Before the advent of digital printing and print-on-demand production, publishers had no choice but to print on offset presses, and most books today continue to be printed by offset.
Book presses are large, noisy, oily pieces of heavy machinery. There are separate parts of the press for each color that will be printed, with separate sets of rollers, ink fountains, and adjustments so that each color will print properly.
Getting one of these presses running correctly and with all the colors in balance takes a fair amount of time and materials. Typically 100 to 200 sheets of paper will be printed and discarded before the “make ready” is complete.
The difficulties and waste in this process force publishers to consider whether a four-color cover is really worth the extra cost, and many books continue to be printed with one- or two-color covers. Obviously, in offset printing this has a major impact on the printing cost of the covers and, therefore, the book’s profitability.
The Book Designer’s Challenge
The challenge for the book designer in this case is to know enough about the printing process, and have enough command of the design, to produce an attractive, engaging cover that most people will never notice is not “full color” but will help to sell the book.
Here are two examples of two-color covers, both for self-publishers, from past clients:
This cover for Paul Goldstene’s Revolution American Style shows what can be done just using black and orange inks. It’s got texture in the background, symbology in the Statue of Liberty graphic, and tremendous color contrast between the dark tones that result from careful mixing of the two colors, along with pure black and pure white. Although simple, it communicates quite effectively.
The “Green Cue”
Here is another self-published book, this one from financial adviser Joseph Simoncini:
Before the “green revolution” designers frequently used green to suggest money, and this cover was no exception. Here it’s not just a suggestion, since the background is a duotone (two-color photograph) of twenty-dollar bills.
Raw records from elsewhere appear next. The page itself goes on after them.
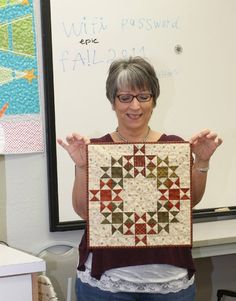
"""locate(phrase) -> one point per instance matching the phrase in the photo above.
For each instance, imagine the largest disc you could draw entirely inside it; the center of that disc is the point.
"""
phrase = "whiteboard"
(192, 47)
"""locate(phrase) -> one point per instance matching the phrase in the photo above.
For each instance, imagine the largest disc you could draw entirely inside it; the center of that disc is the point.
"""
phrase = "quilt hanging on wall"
(139, 195)
(20, 120)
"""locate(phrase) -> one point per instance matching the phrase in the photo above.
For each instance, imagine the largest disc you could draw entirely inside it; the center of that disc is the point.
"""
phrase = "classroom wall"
(24, 219)
(25, 223)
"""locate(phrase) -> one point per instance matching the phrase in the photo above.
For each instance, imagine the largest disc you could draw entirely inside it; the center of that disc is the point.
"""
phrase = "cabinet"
(18, 280)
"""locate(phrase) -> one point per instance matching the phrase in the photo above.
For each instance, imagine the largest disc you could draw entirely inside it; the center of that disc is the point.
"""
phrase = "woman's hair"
(131, 73)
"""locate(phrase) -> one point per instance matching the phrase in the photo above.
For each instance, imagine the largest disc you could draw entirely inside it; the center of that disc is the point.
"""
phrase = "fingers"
(75, 138)
(80, 138)
(199, 135)
(206, 134)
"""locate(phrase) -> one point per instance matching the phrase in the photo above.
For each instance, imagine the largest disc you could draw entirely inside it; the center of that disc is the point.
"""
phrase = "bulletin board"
(192, 47)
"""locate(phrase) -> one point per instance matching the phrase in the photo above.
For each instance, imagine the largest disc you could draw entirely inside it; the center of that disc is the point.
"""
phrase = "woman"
(164, 273)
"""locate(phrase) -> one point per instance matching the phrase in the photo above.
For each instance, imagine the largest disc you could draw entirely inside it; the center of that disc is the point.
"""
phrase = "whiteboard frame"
(199, 215)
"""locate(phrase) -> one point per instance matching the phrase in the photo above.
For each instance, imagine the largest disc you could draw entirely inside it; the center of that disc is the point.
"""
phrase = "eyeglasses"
(126, 98)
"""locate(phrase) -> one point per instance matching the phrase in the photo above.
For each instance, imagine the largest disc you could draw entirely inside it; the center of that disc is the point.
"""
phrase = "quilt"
(139, 195)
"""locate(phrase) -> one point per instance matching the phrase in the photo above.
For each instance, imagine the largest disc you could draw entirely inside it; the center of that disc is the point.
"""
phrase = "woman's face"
(135, 114)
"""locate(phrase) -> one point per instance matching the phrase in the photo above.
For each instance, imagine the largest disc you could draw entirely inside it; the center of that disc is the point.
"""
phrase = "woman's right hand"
(75, 145)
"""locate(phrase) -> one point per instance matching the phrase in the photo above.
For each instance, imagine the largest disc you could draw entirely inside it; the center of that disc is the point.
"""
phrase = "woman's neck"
(133, 136)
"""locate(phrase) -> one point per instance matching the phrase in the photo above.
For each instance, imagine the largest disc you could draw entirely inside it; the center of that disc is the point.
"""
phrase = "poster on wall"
(20, 119)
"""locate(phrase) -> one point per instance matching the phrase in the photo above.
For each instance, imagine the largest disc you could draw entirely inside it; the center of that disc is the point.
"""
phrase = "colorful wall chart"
(20, 120)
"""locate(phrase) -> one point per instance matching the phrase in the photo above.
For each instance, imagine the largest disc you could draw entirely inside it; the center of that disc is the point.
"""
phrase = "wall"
(24, 221)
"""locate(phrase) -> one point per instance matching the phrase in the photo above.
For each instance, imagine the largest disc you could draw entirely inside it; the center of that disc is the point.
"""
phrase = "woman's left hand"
(204, 144)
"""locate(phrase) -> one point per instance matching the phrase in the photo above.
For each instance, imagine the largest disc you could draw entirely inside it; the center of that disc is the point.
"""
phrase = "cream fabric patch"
(139, 195)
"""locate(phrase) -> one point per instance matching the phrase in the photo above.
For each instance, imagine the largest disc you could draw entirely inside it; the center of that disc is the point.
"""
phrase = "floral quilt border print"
(139, 195)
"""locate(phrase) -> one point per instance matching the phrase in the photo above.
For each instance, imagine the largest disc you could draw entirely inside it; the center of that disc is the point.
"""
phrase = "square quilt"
(139, 195)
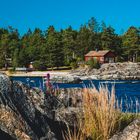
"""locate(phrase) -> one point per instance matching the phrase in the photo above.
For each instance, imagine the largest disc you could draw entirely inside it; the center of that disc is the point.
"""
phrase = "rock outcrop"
(131, 132)
(27, 113)
(111, 71)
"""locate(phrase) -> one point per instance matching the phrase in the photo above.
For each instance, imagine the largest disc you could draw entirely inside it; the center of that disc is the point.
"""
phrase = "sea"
(127, 91)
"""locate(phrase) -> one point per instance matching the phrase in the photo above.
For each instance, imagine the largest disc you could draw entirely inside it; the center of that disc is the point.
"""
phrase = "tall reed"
(100, 115)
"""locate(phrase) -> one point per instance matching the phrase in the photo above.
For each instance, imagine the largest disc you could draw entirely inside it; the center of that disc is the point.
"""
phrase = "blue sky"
(24, 14)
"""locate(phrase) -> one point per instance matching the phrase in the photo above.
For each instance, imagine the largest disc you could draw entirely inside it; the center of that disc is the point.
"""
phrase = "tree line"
(52, 48)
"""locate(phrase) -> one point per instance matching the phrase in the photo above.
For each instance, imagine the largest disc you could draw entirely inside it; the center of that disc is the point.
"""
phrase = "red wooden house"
(104, 56)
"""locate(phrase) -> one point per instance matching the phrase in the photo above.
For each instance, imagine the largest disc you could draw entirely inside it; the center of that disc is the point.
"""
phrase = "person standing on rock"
(49, 88)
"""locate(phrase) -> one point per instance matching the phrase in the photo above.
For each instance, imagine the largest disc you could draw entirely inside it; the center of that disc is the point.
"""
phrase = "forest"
(52, 48)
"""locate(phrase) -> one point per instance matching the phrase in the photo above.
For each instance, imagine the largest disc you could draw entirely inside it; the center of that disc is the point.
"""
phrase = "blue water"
(127, 91)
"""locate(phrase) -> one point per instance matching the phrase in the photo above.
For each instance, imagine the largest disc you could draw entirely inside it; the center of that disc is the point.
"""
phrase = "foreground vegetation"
(101, 117)
(52, 48)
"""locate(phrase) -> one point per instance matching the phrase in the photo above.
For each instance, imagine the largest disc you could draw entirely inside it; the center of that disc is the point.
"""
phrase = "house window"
(111, 60)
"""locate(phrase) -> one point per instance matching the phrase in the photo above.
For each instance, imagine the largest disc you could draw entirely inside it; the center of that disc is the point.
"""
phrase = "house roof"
(97, 53)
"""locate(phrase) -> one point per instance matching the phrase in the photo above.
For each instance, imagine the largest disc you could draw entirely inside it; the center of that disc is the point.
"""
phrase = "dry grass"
(100, 115)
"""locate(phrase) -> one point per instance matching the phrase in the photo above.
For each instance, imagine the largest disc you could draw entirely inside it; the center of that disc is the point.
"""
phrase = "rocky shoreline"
(110, 71)
(29, 114)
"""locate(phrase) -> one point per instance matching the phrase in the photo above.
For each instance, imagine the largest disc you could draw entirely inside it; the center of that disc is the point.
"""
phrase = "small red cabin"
(104, 56)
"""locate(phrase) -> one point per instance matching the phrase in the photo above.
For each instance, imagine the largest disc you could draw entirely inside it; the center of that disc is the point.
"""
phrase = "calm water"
(127, 92)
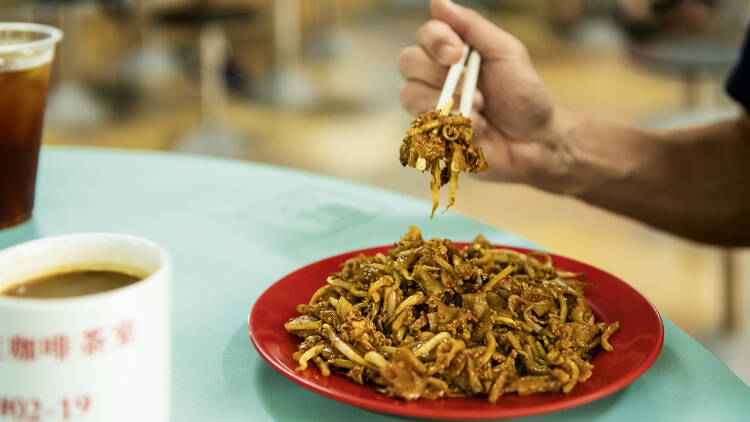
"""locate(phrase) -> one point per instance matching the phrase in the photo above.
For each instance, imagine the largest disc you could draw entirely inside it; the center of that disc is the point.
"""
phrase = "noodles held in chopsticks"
(441, 143)
(429, 321)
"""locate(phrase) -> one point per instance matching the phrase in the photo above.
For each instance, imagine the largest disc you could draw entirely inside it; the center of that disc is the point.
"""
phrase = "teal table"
(233, 228)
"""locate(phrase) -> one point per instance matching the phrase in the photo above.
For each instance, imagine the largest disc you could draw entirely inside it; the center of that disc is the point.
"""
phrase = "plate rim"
(418, 412)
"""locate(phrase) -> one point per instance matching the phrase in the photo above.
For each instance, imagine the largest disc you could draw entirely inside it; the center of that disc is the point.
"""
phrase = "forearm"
(694, 182)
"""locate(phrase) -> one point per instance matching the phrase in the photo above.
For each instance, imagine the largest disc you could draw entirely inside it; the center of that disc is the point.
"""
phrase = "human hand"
(513, 115)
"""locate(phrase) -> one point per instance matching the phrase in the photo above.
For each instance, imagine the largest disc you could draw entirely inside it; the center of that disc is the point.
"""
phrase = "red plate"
(637, 344)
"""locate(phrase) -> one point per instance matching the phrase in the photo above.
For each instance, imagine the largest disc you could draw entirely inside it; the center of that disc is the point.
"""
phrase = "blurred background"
(312, 84)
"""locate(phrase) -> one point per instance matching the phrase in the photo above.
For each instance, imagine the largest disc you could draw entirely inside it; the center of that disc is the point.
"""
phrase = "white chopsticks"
(470, 81)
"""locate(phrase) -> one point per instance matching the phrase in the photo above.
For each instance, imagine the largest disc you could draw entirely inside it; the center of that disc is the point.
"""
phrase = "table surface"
(233, 228)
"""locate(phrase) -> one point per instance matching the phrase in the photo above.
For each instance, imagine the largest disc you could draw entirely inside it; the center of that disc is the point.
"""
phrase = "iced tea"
(26, 53)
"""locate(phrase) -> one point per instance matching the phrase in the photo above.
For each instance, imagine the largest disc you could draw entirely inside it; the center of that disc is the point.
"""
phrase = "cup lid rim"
(53, 35)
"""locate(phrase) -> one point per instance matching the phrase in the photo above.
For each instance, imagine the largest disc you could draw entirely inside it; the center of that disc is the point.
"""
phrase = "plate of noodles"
(456, 330)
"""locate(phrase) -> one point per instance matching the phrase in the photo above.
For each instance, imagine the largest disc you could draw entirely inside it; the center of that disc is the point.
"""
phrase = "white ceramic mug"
(102, 357)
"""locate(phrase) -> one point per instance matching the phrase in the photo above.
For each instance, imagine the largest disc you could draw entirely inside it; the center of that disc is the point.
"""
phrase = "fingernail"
(447, 54)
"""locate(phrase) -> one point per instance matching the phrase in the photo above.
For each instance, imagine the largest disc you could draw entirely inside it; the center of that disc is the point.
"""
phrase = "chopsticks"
(470, 81)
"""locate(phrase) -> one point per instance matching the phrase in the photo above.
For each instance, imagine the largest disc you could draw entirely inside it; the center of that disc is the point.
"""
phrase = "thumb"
(490, 41)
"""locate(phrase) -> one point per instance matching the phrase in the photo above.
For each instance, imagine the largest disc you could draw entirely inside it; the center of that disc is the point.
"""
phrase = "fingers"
(440, 42)
(490, 41)
(414, 63)
(418, 97)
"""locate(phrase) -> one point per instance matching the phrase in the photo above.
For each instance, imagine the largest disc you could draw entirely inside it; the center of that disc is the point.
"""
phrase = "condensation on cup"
(26, 54)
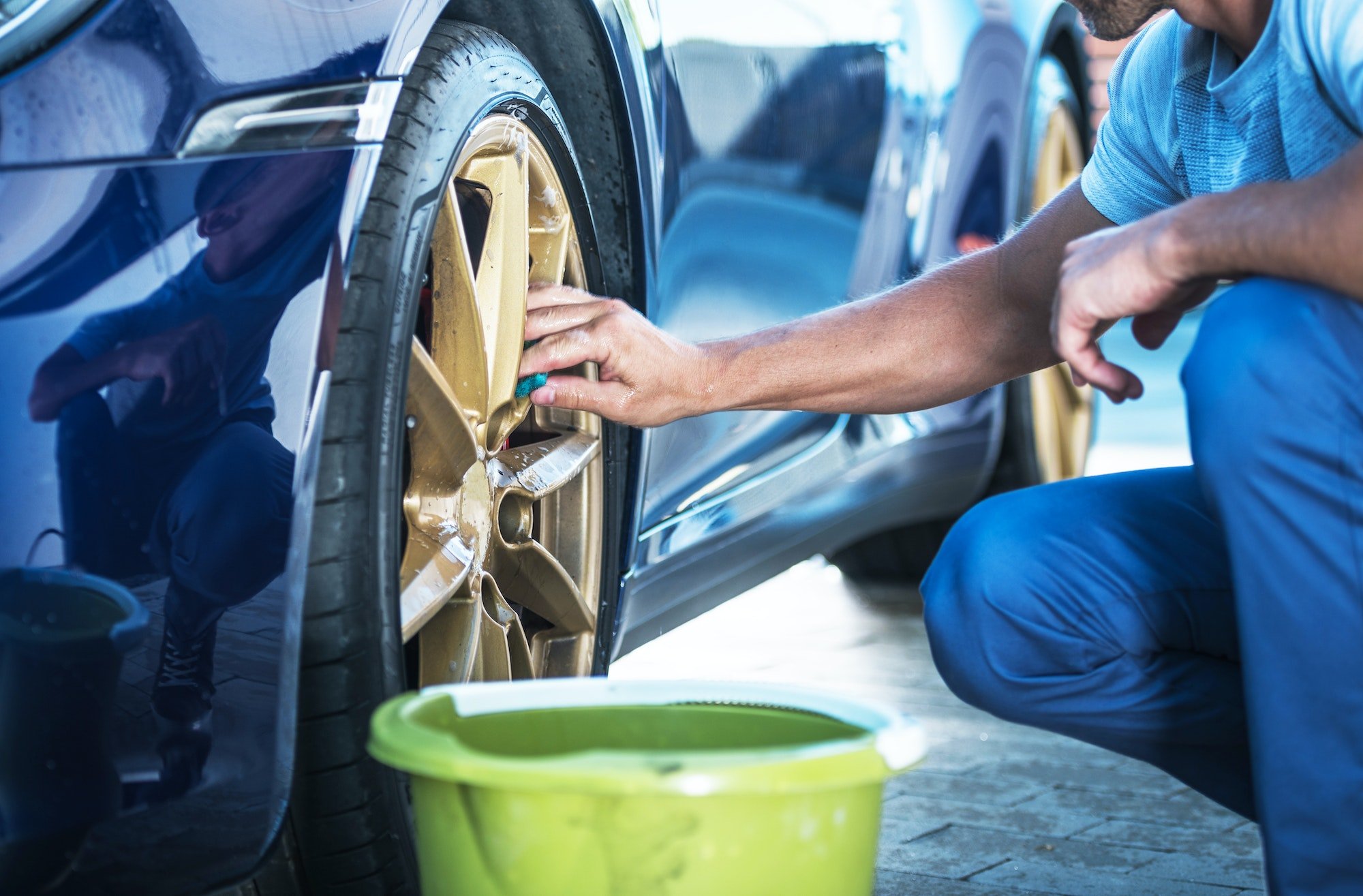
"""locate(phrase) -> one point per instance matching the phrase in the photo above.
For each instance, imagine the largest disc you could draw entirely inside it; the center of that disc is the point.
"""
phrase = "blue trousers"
(1210, 619)
(213, 514)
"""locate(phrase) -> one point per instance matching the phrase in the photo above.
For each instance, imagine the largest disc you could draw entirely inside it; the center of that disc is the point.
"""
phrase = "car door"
(772, 117)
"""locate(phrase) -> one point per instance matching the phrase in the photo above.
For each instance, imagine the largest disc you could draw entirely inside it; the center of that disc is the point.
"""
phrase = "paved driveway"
(997, 809)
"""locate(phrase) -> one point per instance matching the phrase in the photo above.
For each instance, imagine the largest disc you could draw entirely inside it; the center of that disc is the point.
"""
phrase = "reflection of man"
(1204, 619)
(177, 469)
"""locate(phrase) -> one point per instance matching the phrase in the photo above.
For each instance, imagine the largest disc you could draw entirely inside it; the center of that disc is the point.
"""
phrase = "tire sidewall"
(1052, 90)
(352, 649)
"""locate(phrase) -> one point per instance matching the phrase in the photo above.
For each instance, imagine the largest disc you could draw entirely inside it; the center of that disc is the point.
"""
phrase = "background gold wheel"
(501, 568)
(1061, 413)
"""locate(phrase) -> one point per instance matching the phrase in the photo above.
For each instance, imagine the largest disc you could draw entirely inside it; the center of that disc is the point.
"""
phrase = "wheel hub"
(502, 501)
The green and black combine to create a range of color values, set off by touches of black, and white lettering.
This cover demonstrates again that full-color covers may not always be necessary when designing niche non-fiction books. Either of these books would look at home at the local Borders or Barnes and Noble, yet each was printed for quite a bit less money than it would have cost to print them in full color.
If you have a book you plan to print offset, consider the cost efficiency of a two-color cover. Just make sure your cover designer is adept at handling this type of design challenge.